Auger is calling for increased vigilance of the policies of GDPR across the industry almost a year after its introduction.
Neil Wilks, Head of Tech for Auger, said: “Customer data should be fully protected, but the ability to comply with some of the more basic principles of GDPR are often compromised by legacy systems.
“These systems churn out one size fits all instructions which often contain far more information than the recipient requires.
“At a high level there is a strong commitment driven by Information Security compliance to build sophisticated IT infrastructures and systems which have the appropriate defence mechanisms to minimise the risk of data breaches and to ensure that we as supply partners are held to high standards in this regards.
“In our experience it falls down at an operational level where claims and supply chain managers focus on doing whatever they can to encourage their teams to use self-service tools often at the expense of unwittingly relaxing security requirements for logging into these systems.
“We’re all about delivering frictionless experiences for everyone involved in the claims process but an unintentionally relaxed approach to password complexity and access result in unnecessary risk.
“There are times when you have no choice but to hold firm and balance the user experience in the name of security and maintaining GDPR compliance.

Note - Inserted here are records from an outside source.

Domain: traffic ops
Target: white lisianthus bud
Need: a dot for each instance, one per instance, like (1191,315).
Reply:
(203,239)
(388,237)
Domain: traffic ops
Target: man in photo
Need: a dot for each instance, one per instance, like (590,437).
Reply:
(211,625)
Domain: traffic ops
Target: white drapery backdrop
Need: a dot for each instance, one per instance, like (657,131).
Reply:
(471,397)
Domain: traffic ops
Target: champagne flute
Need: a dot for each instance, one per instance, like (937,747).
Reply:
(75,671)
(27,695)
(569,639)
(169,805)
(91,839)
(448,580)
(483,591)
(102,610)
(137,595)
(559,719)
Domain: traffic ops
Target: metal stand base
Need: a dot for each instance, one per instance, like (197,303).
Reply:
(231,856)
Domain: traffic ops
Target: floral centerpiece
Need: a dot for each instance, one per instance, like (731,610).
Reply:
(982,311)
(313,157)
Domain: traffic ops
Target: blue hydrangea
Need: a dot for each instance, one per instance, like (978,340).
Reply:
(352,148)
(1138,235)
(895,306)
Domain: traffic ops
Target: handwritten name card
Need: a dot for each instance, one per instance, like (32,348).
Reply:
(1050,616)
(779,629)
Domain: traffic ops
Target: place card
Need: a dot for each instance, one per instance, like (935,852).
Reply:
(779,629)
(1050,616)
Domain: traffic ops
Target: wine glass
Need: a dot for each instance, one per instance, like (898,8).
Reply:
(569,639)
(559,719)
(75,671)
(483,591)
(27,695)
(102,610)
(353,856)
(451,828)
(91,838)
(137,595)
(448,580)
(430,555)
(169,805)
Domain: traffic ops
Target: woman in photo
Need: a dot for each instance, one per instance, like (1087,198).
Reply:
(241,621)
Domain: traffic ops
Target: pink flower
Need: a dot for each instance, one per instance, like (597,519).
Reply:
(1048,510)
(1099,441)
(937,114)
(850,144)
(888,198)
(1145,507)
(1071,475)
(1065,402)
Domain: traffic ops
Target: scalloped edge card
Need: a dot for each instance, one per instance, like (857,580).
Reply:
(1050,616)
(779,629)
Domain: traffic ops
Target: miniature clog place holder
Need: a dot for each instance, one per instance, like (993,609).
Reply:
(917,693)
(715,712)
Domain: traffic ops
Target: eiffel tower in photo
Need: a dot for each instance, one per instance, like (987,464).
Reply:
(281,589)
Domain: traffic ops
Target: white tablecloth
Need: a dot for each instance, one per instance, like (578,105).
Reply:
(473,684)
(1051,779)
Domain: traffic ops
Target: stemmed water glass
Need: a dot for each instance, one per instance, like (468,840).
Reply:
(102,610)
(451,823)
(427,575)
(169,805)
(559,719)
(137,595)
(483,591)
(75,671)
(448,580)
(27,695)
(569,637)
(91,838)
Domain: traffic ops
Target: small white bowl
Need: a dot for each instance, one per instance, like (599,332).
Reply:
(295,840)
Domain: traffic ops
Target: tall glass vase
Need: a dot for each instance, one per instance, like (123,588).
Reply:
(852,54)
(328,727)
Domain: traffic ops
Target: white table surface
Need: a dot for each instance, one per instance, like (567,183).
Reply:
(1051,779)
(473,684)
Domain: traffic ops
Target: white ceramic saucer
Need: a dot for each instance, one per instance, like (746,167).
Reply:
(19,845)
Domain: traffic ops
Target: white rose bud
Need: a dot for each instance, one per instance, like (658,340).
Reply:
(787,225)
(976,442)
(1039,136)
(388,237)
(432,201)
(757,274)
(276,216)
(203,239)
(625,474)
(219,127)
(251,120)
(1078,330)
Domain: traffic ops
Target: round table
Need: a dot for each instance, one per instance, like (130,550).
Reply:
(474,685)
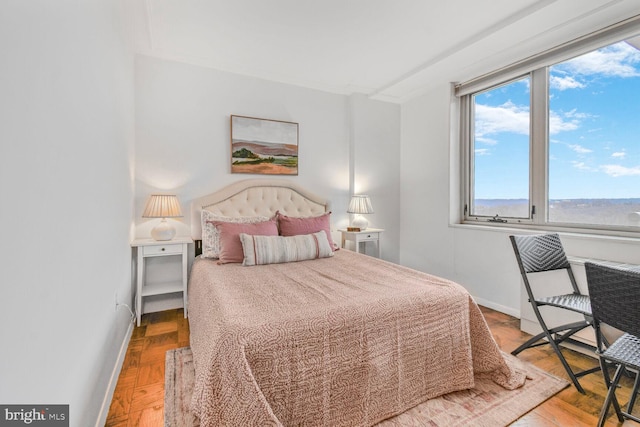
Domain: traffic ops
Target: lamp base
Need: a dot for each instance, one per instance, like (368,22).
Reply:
(163,231)
(360,222)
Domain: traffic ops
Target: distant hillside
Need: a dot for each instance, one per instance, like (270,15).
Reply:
(265,148)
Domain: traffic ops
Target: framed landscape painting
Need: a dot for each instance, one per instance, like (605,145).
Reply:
(263,146)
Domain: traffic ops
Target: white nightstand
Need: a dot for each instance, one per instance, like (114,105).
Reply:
(149,248)
(368,235)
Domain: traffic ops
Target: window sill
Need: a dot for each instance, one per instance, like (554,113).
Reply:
(613,236)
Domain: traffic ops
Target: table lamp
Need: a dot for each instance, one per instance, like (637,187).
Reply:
(360,204)
(163,206)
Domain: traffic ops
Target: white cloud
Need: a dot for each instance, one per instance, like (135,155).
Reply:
(616,60)
(617,170)
(563,83)
(507,117)
(580,149)
(558,124)
(486,141)
(581,165)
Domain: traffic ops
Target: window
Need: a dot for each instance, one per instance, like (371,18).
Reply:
(559,143)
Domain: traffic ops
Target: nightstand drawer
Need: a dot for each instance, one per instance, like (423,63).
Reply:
(161,250)
(365,237)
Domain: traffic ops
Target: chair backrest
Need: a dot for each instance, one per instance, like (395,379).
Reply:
(615,296)
(539,252)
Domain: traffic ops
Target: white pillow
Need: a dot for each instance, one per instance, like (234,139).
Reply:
(259,250)
(211,236)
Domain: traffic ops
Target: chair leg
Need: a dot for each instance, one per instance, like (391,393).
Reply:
(567,368)
(611,397)
(634,393)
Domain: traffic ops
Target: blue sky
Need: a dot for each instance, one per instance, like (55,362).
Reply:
(594,130)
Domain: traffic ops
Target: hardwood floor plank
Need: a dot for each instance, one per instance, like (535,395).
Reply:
(139,396)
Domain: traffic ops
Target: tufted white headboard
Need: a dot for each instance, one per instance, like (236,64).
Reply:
(253,197)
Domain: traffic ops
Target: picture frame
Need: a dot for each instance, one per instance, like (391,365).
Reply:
(264,146)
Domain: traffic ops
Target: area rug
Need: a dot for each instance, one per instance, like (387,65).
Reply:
(485,405)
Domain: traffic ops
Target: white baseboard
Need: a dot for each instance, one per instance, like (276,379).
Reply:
(501,308)
(106,403)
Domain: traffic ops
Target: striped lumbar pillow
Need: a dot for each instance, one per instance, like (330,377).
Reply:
(259,250)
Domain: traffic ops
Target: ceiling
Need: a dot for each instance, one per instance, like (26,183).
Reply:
(391,50)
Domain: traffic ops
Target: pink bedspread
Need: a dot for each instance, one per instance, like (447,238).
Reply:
(344,341)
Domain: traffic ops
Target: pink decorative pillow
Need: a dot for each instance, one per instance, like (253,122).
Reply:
(230,244)
(260,250)
(292,226)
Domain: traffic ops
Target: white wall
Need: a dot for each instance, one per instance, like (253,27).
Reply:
(183,141)
(375,151)
(66,150)
(479,258)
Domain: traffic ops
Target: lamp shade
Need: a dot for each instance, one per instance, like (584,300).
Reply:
(360,204)
(162,206)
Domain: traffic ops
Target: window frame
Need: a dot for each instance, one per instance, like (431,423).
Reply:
(537,68)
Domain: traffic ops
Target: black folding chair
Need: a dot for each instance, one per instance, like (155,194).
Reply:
(615,301)
(542,253)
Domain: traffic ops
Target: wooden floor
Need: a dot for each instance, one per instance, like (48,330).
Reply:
(139,396)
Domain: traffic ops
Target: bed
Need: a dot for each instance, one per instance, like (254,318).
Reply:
(340,340)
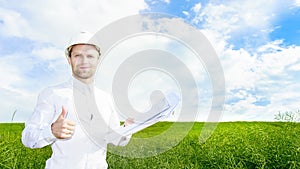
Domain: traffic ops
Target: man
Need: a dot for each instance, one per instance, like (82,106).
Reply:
(75,117)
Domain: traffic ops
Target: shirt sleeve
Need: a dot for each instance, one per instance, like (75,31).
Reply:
(114,123)
(37,132)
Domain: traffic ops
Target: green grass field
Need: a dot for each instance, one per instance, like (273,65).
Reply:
(232,145)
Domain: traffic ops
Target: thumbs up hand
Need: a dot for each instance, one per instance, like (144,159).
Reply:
(63,128)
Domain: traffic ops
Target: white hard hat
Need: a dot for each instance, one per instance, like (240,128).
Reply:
(82,37)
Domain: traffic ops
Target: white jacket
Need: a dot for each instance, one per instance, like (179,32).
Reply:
(85,149)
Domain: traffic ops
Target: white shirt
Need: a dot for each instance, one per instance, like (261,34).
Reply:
(82,150)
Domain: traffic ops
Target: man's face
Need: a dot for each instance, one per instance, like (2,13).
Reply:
(84,60)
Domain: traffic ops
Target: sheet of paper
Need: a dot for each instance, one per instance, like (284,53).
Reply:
(162,109)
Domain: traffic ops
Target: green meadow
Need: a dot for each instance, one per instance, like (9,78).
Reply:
(168,145)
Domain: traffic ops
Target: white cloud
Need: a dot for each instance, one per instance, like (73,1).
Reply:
(196,8)
(24,74)
(233,18)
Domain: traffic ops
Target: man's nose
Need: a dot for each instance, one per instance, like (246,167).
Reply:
(84,59)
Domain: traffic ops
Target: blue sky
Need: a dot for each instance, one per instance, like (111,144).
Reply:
(257,43)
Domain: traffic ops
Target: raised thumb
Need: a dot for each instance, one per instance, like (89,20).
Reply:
(63,112)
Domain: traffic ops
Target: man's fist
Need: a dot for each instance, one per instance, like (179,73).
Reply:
(62,128)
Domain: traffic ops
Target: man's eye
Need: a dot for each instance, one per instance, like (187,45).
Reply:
(91,56)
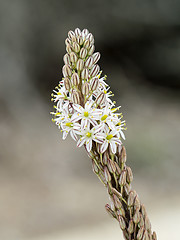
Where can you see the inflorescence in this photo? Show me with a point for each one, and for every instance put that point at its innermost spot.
(83, 106)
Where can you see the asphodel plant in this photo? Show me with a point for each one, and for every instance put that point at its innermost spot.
(84, 109)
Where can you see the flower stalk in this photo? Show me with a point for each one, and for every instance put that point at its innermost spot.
(84, 109)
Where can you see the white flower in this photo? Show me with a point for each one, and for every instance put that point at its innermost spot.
(88, 114)
(110, 139)
(88, 135)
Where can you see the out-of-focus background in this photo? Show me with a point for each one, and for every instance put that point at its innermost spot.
(47, 188)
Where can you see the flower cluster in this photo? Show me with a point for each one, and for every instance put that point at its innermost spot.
(83, 106)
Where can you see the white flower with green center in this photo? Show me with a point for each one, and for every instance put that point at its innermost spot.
(69, 127)
(110, 139)
(88, 135)
(88, 114)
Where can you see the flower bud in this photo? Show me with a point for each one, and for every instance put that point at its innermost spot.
(131, 198)
(140, 233)
(71, 34)
(96, 56)
(107, 174)
(94, 167)
(85, 89)
(136, 217)
(122, 223)
(76, 47)
(73, 57)
(85, 73)
(85, 33)
(94, 84)
(66, 71)
(89, 62)
(80, 65)
(100, 98)
(67, 41)
(80, 40)
(95, 70)
(69, 48)
(111, 166)
(83, 53)
(87, 44)
(67, 84)
(123, 155)
(129, 175)
(75, 79)
(66, 59)
(75, 97)
(110, 211)
(91, 50)
(131, 226)
(90, 37)
(154, 236)
(122, 179)
(77, 32)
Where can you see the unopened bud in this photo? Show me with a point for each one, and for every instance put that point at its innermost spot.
(90, 37)
(96, 57)
(69, 48)
(71, 34)
(80, 40)
(111, 166)
(131, 198)
(89, 62)
(94, 167)
(140, 233)
(129, 175)
(66, 71)
(100, 98)
(85, 73)
(80, 65)
(73, 57)
(67, 84)
(122, 179)
(136, 217)
(117, 202)
(85, 88)
(83, 53)
(75, 79)
(75, 97)
(66, 59)
(123, 155)
(127, 188)
(94, 70)
(94, 84)
(110, 211)
(87, 44)
(76, 47)
(91, 50)
(131, 226)
(154, 236)
(107, 174)
(85, 33)
(122, 223)
(77, 32)
(145, 236)
(67, 41)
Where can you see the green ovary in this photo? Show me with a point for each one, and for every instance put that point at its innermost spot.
(109, 137)
(88, 134)
(104, 117)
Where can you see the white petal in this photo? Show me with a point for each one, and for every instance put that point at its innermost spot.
(113, 147)
(104, 146)
(80, 142)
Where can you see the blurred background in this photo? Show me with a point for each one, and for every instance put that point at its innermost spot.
(47, 188)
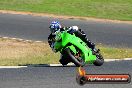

“We should be looking to work together to look at secure authentication methods such as SSO (single sign on) to reduce friction whilst maintaining high standards of security. The challenge as ever is likely to be an insurer’s ability to adopt new and emerging technology such as SAML with their legacy systems.”
Wilks also said there is evidence over the last year of a drive in the industry to consolidate supply chains, reducing risk where there are many links in the chain with a breach more likely.
Auger is one supplier operating a direct labour model across the UK which can only help to reduce data breaches, he added.
He said more hand-offs means more dilution, reduced control and a loss of the ability to adequately audit all links in the chain.